I just returned from two weeks at Holden Village, a community dedicated to faith, justice, hilarity, and simple living located in a remote mountain valley in the North Cascades. The painful encounter I recount in the first pages of Stepmother happened there, and so did the moments of reconciliation I describe in chapter nine.
While at Holden, I did a short reading from the book at the weekly Open Mic. Over the next couple of days, several villagers sought me out for conversation. A woman in love with a man with children wasn’t sure if she could deal with the complexity of stepmothering; should she continue this relationship? A man wept when he told me about his daughter’s initial rejection of her stepmother, his new wife–and his hope that a better relationship is now emerging. One friend borrowed the book and read it the next day.
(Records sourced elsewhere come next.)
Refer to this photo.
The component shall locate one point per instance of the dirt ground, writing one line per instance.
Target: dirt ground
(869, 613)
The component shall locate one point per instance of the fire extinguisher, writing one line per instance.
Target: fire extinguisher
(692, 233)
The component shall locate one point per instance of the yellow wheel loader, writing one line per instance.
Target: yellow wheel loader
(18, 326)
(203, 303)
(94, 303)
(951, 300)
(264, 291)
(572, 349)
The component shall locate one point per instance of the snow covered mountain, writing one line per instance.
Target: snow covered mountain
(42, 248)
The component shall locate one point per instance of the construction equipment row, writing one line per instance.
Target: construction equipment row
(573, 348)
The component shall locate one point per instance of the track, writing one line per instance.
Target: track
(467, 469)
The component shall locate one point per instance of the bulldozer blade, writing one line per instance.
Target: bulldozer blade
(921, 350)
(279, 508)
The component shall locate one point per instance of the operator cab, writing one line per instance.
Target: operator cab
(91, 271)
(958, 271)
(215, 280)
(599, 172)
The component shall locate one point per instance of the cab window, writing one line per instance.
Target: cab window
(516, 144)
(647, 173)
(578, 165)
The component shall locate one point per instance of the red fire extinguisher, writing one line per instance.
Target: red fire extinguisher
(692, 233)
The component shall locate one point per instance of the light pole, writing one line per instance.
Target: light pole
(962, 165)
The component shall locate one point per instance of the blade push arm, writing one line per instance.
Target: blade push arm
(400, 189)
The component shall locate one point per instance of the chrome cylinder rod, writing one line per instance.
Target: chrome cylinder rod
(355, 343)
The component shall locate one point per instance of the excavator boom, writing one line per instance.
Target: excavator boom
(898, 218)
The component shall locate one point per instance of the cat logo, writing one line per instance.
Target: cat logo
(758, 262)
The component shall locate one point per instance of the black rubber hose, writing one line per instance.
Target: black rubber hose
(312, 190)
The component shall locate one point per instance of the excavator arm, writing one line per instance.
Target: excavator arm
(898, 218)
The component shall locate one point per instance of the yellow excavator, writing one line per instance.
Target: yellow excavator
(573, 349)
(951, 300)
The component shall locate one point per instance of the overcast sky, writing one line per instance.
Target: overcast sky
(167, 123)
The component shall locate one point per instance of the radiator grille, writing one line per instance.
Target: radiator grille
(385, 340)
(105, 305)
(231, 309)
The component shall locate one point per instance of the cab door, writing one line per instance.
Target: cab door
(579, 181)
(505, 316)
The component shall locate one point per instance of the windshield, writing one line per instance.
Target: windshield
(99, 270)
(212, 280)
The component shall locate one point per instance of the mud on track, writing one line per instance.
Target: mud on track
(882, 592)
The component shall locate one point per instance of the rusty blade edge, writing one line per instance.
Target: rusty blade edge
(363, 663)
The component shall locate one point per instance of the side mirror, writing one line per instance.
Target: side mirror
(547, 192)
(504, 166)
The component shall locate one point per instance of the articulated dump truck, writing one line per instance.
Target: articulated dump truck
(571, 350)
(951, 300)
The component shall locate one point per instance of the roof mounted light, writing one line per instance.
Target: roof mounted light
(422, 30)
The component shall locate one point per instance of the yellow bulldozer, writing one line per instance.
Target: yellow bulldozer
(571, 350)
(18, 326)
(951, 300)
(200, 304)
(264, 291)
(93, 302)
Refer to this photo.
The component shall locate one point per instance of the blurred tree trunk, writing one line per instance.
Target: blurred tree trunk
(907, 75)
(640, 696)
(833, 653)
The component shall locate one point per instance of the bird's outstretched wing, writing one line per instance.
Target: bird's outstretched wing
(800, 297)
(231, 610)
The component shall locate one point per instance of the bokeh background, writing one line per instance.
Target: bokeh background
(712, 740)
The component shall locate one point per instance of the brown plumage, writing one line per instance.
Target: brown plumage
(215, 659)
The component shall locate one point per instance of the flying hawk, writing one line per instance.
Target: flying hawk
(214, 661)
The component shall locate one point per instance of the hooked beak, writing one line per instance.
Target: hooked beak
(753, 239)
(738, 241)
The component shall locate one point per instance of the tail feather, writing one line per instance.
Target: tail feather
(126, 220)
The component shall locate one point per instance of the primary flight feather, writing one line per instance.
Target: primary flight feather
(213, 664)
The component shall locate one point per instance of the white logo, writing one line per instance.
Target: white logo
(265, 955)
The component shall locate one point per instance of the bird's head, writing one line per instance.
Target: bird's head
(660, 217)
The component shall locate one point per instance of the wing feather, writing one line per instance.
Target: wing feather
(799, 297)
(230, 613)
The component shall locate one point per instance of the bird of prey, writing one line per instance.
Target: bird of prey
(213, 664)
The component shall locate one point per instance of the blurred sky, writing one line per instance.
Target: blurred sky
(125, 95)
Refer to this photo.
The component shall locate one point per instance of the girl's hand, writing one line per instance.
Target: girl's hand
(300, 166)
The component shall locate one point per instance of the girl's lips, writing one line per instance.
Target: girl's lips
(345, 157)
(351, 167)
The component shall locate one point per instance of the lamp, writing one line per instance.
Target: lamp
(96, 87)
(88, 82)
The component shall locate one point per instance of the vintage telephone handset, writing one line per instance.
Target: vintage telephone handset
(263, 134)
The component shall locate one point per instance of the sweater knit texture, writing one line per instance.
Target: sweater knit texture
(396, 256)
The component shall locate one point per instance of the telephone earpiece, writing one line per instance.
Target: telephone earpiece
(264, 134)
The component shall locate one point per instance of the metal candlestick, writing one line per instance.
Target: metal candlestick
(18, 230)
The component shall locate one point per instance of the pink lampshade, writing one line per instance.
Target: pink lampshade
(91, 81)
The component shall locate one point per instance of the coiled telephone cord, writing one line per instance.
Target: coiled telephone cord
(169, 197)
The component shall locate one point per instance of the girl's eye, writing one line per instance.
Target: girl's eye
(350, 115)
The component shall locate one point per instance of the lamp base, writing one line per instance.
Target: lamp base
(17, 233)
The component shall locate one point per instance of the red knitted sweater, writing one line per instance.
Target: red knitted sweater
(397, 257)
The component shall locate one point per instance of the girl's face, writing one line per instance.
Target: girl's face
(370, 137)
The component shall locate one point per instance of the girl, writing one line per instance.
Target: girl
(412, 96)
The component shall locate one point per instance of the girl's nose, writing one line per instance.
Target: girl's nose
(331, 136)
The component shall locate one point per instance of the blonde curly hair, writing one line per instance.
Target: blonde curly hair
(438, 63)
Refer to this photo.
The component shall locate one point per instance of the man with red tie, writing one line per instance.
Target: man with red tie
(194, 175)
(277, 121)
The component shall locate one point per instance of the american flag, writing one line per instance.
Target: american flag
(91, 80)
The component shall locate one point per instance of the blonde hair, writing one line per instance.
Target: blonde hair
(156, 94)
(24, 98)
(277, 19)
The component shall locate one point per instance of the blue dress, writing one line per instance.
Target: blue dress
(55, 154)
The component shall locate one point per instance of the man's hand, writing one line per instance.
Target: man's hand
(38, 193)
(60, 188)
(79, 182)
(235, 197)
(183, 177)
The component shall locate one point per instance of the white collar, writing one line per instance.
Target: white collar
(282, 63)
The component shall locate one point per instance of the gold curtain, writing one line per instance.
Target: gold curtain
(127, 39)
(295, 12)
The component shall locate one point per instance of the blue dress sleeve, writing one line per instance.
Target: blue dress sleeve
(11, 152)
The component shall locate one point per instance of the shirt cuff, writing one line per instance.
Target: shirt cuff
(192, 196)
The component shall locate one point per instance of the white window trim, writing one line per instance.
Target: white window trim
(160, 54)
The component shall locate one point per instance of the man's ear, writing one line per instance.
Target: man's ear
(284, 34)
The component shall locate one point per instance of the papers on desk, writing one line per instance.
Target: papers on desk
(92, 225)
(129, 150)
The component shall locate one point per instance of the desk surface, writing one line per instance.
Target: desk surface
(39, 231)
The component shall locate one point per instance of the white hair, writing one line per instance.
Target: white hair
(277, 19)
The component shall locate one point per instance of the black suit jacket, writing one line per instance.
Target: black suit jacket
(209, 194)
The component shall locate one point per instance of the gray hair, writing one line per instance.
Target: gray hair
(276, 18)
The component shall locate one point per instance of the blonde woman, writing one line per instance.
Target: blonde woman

Her own experience had been quite different from mine because her stepchildren were adults when she first met them, but reading about my experience and learning from my research helped her to reflect much more deeply on this still puzzling part of her life, she said, and she was grateful.
I was grateful, too, to have these opportunities for conversation about a vocation I’ve pondered for most of my life, and about a book in which I’ve probed both my own experience and the social, cultural, and spiritual frameworks that surround it.
As I launch this website, I’m hoping for more conversations like these. Right now I’m thinking mostly about this new book, but I’m also glad to engage with readers on other topics, like the ones that show up in the BOOKS section of this site. And, as always, I hope that these and all the books you read will stir conversation, even if I never know.